Whisper.cpp as the open-source high performance inference project built around OpenAI’s Whisper and from the same developers as Llama.cpp / GGML is out with a big new release. Whisper.cpp 1.8.3 is capable of delivering a 12x performance boost for systems with integrated AMD and Intel graphics.
Whisper.cpp 1.8.3 is a very nice step forward for this AI-driven automatic speech recognition using OpenAI’s Whisper model.
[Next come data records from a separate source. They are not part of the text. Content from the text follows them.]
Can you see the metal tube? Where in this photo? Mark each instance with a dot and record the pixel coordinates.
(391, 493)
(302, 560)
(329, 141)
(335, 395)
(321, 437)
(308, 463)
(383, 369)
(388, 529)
With the 1.8.3 release there is now proper iGPU support that is capable of delivering a “12x performance boost” as noted in the merge request. This integrated GPU support complements the existing discrete GPU support. The iGPU enablement provides for better hardware utilization, improved debugging, and an all around better user experience.
It is important to note though that with the claimed “12x performance boost” in the merge request it comes down to comparing against CPU-only performance on the same system:
“On AMD Ryzen 7 6800H with Radeon 680M integrated graphics and Intel Core Ultra 7 155H with Intel Arc Graphics, achieved 3-4x better realtime factor compared to CPU-only processing (CPU realtime factor: ~0.3).
This represents approximately 12x speedup compared to CPU-only mode, making integrated GPUs a highly viable option for users without discrete graphics cards.”
This integrated GPU support is making use of the Vulkan API for cross-driver/vendor compatibility.
Whisper.cpp 1.8.3 is available via GitHub and also brings language binding improvements and a variety of other minor improvements. The Ascend Atlas 300I Duo NPU has also been verified now for working with Whisper.cpp.